Il membro del consiglio di amministrazione della Banca federale non capisce tutta questa preoccupazione; lui ha fiducia negli alleati. Come molti esperti, anche Thiele afferma che l’oro potrebbe essere immediatamente convertito in una moneta estera stabile se si dovesse verificare un collasso dell’euro o dell’economia tedesca. Thiele è comunque consapevole dell’elemento psicologico: l’oro custodito in patria rassicura la popolazione. E così, nel 2013 ha promesso di rimpatriare 50 tonnellate di oro da Manhattan a Francoforte. Entro il 2020, dovrebbero far rientro 300 tonnellate da New York e altre 374 da Parigi, ossia l’intera scorta conservata in Francia. La spiegazione è evidente: La Francia fa parte della zona euro e in caso di crisi della moneta unica, l’oro sarebbe più al sicuro in Stati con una valuta diversa.

Inoltre, anche i francesi conservano tutto il loro oro a casa. La Francia ha prelevato tutti suoi lingotti da New York nel 1966, tra l’altro anche con dei sommergibili americani. La Germania non farà probabilmente mai un passo simile. Anche dopo la conclusione dell’operazione nel 2020, circa il 37 per cento dell’oro tedesco sarà ancora nei caveau di Manhattan.

Parziale rimpatrio per calmare gli animi

Dopotutto si sono fatti almeno alcuni passi avanti, ammette Peter Boehringer. Ma per lui e i suoi compagni di lotta, il proposito della Banca federale, nonché la sua attuazione sono insufficienti: per ora solo 37 tonnellate, di cui solo 5 dagli Stati Uniti, sono state rimpatriate. L’iniziativa di Boehringer, così come quella svizzera, vuole che tutto l’oro sia al sicuro in patria, al pari di USA, Inghilterra e Francia. «Questi Stati non sono accusati di avere sfiducia negli alleati», dice Boehringer, membro del consiglio di amministrazione della società federale dei metalli preziosi, sua principale attività professionale. Gli mancano inoltre le prove che le 37 tonnellate di oro siano davvero state riportate a casa.
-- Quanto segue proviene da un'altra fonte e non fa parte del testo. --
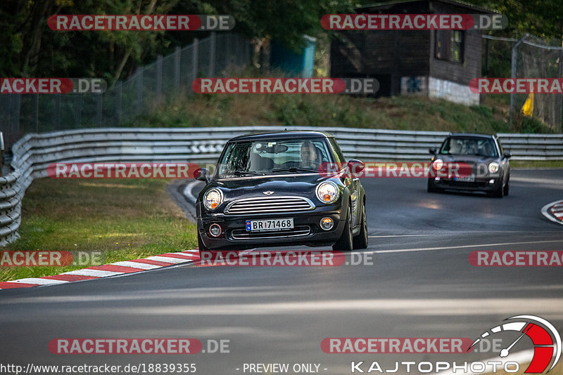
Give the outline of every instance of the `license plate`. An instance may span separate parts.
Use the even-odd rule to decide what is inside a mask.
[[[464,177],[454,177],[454,181],[462,181],[464,183],[474,183],[475,182],[475,176],[466,176]]]
[[[293,229],[293,219],[247,220],[246,232],[277,232]]]

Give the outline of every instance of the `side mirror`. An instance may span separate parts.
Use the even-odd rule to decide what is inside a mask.
[[[348,169],[350,171],[350,177],[358,177],[364,168],[365,168],[364,162],[357,159],[353,159],[348,162]]]
[[[211,180],[209,169],[207,168],[198,168],[194,171],[194,178],[200,181],[203,181],[205,183],[209,183]]]

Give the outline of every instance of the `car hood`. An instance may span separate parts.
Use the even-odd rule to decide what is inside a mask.
[[[491,162],[498,161],[498,158],[483,157],[478,155],[446,155],[439,154],[437,158],[441,159],[445,162],[455,162],[455,163],[467,163],[471,166],[478,164],[480,163],[490,163]]]
[[[247,176],[237,178],[214,180],[204,191],[218,188],[225,195],[225,200],[247,197],[279,197],[281,195],[315,196],[315,189],[321,182],[329,178],[318,173],[284,174],[279,177]],[[336,182],[336,180],[335,180]],[[274,192],[269,195],[264,192]]]

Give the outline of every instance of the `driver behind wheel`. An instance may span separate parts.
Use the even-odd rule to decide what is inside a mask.
[[[310,140],[305,140],[301,144],[301,168],[308,169],[317,169],[321,162],[319,152],[315,145]]]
D’altro canto, la Banca federale tedesca deve dimostrare una certa sensibilità politica: se la Germania dovesse ritirare tutti i lingotti d’oro custoditi negli USA, ciò potrebbe suscitare una certa sfiducia nell’importante alleato americano. Così, l’intenzione di portare parte dell’oro in Germania è una sorta di compromesso, con cui la Banca federale tranquillizza i critici, senza urtare Washington e Londra. Peter Boehringer sarebbe felice se anche i tedeschi, come gli svizzeri, potessero esprimere il loro parere sulla questione dell’oro. «Sono sicuro che il voto sarebbe inequivocabile».